Research by Towers Perrin and Cass Business School compares deal success in three global merger waves since 1988

TORONTO, ONT. – April 3, 2006 – In a world where the conventional wisdom is that M&A destroys shareholder value, new research examining global M&A cycles by Cass Business School and Towers Perrin indicates that the opposite could be true. Contrary to the past, companies involved in deals in the current M&A cycle are generally outperforming the market and creating more value for shareholders.

Results of the research show that in the current merger wave, companies involved in M&A deals worth more than $400 million (but excluding the largest mega-deals) on average outperformed the market by 7.0%. When compared to share performance of similar companies involved in deals at the same point in the two most recent merger waves, the share prices at those times underperformed by 2.5% and 6.4% consecutively.

Marco Boschetti, Principal at Towers Perrin, said: “This is the first research of its kind. It shows that M&A deals made in the recent M&A wave are creating shareholder value. In the past, our own research and plenty of other studies before, all pointed to the fact that, in previous cycles, the trend was that M&As resulted in share price underperformance. This time it’s different. The indications are that this time companies have learnt vital lessons in areas such as due diligence, deal management and the integration process.”

The research analysed the outcomes of deals globally within the current M&A cycle and those whose peaks arose in 1989 and 1999. Cass and Towers Perrin set out to identify whether M&A deals in the current merger wave, that began after 2002 and may yet be peaking, are more successful in financial terms than the two earlier merger waves. The research comprised quantitative analysis of over 200 deals across a full range of financial indicators, including ROE, EPS, and share price performance versus the MSCI World Index, complemented by qualitative data from interviews with senior management of companies involved in deals in all three cycles.

Scott Moeller, author of the report and Director of Executive Education at Cass Business School, said: “At a time of significant M&A activity, this research may provide shareholders with some comfort in terms of what these current deals will deliver.

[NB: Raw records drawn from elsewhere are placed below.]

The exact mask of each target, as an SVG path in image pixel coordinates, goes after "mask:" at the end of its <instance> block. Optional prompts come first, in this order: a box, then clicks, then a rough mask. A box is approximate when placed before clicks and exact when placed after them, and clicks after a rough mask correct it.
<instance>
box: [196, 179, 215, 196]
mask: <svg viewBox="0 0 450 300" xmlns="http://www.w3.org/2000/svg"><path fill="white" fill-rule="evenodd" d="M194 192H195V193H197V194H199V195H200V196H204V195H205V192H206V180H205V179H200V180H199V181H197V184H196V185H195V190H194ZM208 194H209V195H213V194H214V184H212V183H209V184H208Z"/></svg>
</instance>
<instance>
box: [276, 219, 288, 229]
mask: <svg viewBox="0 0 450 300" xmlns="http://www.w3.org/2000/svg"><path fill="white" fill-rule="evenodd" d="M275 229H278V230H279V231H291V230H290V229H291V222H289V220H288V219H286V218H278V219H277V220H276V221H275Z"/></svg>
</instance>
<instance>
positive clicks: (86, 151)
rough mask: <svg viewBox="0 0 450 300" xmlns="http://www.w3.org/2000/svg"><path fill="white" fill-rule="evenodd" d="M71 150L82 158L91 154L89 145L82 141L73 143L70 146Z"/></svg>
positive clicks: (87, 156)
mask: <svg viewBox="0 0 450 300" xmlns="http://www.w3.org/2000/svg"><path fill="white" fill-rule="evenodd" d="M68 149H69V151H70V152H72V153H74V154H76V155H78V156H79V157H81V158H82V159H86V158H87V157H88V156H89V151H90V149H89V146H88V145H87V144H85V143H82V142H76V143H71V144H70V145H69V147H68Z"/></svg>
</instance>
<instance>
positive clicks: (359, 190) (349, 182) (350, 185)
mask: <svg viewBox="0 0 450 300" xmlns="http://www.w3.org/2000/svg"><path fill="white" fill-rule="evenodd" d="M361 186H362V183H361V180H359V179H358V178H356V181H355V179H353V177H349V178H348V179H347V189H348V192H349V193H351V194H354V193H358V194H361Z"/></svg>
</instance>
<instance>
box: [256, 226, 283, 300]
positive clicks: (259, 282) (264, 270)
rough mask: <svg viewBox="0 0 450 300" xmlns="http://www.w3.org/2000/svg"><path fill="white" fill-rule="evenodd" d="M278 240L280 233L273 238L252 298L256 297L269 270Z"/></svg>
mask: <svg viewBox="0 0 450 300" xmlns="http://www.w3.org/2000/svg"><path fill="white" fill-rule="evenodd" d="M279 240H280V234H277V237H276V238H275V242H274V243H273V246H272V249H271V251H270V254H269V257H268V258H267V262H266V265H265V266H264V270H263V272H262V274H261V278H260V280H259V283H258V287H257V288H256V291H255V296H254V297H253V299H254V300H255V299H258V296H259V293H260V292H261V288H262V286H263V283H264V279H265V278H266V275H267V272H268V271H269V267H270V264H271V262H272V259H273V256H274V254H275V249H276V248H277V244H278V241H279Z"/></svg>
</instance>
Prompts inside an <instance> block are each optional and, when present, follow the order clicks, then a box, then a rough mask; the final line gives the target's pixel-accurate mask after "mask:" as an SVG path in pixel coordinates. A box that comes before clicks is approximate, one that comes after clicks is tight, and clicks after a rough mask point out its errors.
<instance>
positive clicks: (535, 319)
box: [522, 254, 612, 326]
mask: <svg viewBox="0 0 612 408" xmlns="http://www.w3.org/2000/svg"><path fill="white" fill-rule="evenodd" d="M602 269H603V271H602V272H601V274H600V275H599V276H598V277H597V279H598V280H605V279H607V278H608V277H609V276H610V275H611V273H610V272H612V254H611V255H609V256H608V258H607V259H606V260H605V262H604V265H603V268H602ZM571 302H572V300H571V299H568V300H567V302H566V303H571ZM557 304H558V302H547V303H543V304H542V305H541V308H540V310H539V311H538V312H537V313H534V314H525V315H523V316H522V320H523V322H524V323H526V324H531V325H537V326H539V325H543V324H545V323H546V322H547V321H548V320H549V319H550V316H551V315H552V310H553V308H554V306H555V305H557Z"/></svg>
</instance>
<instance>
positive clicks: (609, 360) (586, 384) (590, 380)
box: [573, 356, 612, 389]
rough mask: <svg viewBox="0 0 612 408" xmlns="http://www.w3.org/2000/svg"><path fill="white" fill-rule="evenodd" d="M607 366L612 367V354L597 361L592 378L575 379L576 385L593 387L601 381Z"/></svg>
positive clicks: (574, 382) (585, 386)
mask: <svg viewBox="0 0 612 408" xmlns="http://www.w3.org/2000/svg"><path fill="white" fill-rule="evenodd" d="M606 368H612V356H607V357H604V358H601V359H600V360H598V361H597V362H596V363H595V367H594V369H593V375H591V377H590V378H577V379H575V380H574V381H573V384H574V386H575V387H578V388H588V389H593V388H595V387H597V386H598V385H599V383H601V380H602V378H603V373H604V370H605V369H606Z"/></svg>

Underlying the unequivocal change in deal success was evidence that lessons have been learnt from past deals and that the improvement stemmed from better discipline and governance demanded by shareholders, more attention to the implementation of the deal, and addressing people issues.”

Three factors behind the change in trend

Deal management and governance

The first factor is better deal management and governance. Senior management today are much more in tune to shareholders’ opinions and have a greater obligation to justify shareholder value than was necessary in the previous two merger waves. Governance has also become more strictly regulated; with the introduction of Sarbanes-Oxley in the US all stakeholders need to be taken into account when considering any possible deal.

Better due diligence

A second factor to have an effect on this change is that companies have learnt from mistakes made in the last two merger waves, and are conducting a more rigorous due diligence before making a final decision. Through a meticulous examination of the company’s finances, together with other cultural and organisational issues as well, not only can deals be priced more accurately but the differences and synergies between the two companies can also be more clearly identified. Therefore, there are fewer deals in the recent merger wave that have failed as management have been in a position to make more informed decisions on what is a good deal or not.

Financial synergies and people integration

The third factor that has had an effect on the success of M&A deals in the current merger wave is that in recent years, when looking at integration of the two companies, it no longer involves only the financial synergies. Cultural synergies are taken more seriously than they were in the previous two merger waves. Nowadays, HR issues are included much earlier in an M&A process. By identifying the people issues at the due diligence stage, companies are able to achieve swifter and more effective integration, therefore having a stronger foundation to work from when executing the integration of other operations. Another survey conducted by Towers Perrin called HR Rises to the Challenge: Unlocking the value of M&A, found that there is a direct correlation between successful deals and early HR involvement.


In each cycle, the research compares the year preceding the peak as it is not known yet whether 2005 is a peak year for the current wave. So the years compared from each wave are 1988, 1998 and 2004. The period of analysis is a one-year-period surrounding the closing of a deal, allowing the report to analyse deals that have taken place within this merger wave. Also, companies with more than one significant acquisition per year were excluded from the study so that specific deal success could be measured.